Here, the nephrologist apparently did not take action to stop the allopurinol after the patient first developed the rash. The jury was persuaded that a reasonably prudent clinician would have recognized the clinical presentation and stopped the allopurinol—and certainly not restarted it following discharge (especially after the allopurinol was stopped in the hospital and the rash began to improve).

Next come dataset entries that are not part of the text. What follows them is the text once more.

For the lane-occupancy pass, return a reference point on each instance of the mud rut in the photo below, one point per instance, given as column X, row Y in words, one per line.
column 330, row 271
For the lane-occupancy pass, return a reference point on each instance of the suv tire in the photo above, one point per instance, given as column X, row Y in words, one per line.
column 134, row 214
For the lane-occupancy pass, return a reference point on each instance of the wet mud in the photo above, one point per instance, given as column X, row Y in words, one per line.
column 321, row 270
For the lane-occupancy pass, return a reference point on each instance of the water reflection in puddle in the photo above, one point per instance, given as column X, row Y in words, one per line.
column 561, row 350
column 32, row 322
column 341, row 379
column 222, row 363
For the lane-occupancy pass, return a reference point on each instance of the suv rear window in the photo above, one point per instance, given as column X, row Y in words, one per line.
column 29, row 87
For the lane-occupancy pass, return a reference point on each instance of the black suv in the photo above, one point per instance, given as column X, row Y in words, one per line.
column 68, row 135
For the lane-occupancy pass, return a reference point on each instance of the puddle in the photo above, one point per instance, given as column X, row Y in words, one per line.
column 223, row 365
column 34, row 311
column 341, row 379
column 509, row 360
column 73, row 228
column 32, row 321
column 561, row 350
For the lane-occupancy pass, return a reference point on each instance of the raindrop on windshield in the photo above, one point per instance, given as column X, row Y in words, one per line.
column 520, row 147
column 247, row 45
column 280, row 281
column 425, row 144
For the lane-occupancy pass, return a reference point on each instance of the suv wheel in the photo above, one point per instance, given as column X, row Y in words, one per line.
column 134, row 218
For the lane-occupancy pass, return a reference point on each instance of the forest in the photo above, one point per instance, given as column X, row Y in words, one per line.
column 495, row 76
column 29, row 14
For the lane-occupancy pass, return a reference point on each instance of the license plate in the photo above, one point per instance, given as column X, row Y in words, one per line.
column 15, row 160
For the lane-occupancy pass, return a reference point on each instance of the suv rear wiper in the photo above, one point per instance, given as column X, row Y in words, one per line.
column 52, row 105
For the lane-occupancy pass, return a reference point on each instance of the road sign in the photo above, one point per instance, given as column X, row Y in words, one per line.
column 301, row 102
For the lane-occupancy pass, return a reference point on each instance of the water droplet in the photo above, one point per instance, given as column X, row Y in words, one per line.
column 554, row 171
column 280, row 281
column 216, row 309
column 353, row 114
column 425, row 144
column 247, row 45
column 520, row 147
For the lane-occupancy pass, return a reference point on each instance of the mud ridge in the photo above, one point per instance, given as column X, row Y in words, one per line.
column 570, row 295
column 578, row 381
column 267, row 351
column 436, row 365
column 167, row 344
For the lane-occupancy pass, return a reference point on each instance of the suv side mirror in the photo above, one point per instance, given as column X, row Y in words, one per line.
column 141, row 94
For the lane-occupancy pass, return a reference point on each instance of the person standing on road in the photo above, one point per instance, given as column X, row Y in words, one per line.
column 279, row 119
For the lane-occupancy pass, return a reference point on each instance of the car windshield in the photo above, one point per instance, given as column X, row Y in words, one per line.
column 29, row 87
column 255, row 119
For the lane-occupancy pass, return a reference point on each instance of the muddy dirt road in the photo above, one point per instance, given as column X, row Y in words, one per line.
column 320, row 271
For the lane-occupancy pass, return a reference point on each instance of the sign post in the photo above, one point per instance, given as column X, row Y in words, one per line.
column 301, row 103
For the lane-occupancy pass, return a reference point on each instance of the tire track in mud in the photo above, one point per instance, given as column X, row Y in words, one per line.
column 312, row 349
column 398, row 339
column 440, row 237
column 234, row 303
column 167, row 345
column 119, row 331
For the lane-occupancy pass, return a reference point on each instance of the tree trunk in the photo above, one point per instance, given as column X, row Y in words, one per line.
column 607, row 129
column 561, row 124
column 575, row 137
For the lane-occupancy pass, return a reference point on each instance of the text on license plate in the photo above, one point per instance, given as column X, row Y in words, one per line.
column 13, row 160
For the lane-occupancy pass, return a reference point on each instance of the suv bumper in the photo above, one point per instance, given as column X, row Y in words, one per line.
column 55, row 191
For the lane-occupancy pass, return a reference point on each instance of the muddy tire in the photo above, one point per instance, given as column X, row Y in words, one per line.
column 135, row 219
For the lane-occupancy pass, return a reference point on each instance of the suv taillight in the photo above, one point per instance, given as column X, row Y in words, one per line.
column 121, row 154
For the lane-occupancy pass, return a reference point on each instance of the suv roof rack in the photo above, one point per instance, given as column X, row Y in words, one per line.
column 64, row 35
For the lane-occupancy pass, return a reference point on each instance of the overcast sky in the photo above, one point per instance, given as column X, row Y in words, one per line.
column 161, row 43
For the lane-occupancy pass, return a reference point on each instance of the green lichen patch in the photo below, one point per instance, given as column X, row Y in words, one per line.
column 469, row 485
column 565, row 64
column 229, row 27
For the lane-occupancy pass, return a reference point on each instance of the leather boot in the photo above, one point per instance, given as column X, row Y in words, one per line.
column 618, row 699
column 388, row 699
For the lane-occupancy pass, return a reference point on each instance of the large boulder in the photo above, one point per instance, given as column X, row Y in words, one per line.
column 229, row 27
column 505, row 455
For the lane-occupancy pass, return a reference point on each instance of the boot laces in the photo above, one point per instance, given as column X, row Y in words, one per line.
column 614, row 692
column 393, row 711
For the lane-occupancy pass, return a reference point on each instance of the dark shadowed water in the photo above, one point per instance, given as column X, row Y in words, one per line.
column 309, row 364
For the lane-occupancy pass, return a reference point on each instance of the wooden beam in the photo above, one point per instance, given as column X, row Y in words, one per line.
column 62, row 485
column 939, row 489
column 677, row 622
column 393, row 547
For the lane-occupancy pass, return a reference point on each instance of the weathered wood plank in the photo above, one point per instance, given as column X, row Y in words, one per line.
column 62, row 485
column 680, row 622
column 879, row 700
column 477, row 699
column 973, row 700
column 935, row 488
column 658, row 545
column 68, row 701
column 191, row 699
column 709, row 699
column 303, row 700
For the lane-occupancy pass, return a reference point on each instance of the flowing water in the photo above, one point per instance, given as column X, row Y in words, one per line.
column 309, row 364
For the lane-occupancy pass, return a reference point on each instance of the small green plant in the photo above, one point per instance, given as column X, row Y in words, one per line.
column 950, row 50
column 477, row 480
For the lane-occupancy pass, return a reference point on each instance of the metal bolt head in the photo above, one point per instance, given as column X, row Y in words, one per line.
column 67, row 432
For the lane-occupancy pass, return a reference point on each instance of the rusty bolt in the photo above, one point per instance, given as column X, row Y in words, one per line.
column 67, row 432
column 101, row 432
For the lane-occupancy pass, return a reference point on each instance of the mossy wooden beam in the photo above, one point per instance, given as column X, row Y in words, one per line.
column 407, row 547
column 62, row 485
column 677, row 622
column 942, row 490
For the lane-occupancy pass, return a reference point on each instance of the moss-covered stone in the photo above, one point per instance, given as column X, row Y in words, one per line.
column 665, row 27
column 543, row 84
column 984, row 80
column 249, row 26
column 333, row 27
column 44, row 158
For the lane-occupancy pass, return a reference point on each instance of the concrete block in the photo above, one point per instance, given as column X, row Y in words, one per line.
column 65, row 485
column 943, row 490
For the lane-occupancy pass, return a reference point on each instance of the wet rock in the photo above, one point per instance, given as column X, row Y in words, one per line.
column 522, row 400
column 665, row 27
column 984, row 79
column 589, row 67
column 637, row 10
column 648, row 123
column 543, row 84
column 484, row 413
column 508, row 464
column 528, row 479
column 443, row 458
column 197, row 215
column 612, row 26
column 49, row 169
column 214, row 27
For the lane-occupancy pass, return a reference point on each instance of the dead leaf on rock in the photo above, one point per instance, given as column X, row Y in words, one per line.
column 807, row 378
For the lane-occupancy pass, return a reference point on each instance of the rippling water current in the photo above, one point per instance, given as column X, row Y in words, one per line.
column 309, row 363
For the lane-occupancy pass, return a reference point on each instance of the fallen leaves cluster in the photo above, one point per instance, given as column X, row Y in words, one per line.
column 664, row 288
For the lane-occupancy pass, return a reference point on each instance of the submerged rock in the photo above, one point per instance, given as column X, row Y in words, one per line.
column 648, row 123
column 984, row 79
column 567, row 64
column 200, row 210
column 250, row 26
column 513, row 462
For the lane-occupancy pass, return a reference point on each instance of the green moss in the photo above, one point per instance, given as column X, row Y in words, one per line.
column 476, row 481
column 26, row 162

This case brings to mind two physicians from my training who made an impression. The first was a second-year internal medicine resident. I remember quietly remarking to another student during rounds, “He is really good.” Overhearing, an attending physician answered, “He is really good because in his workup he always considers a presentation as a function of an underlying process, and walks through each of those processes in formulating his differential.” “Walking through” various disease categories forces the clinician to consider them all: infectious, autoimmune, neoplastic, environmental/toxic, vascular, traumatic, metabolic, inflammatory. In challenging cases, I’ve found it helpful to step backward into those broad basic categories of disease and reconsider the clinical picture. Here, doing so may have allowed the clinician to reconsider inflammatory and autoimmune processes and revisit the possibility of iatrogenic toxic/environmental causes (ie, the allopurinol).

 

 

The second physician was a nephrology fellow, who left me with this: “When in doubt, blame the drug.” Since nephrologists are expert drug-blamers, I suspect the early stages of this unfortunate case presented a clinical challenge. In sum, before you “missile lock” onto a diagnosis, consider taking a mental step back to consider broad categories of disease. —DML

References

1. Letko E, Papaliodis DN, Papaliodis GN, et al. Stevens-Johnson syndrome and toxic epidermal necrolysis: a review of the literature. Ann Allergy Asthma Immunol. 2005;94(4):419-436.

2. Cohen V, Jellinek SP, Schwartz RA, et al. Toxic epidermal necrolysis.  Medscape; 2013.  http://emedicine.medscape.com/article/229698-overview. Accessed September 9, 2013.

3. Schulz JT, Sheridan RL, Ryan CM, et al. A 10-year experience with toxic epidermal necrolysis.
J Burn Care Rehabil. 2000;21(3):199-204.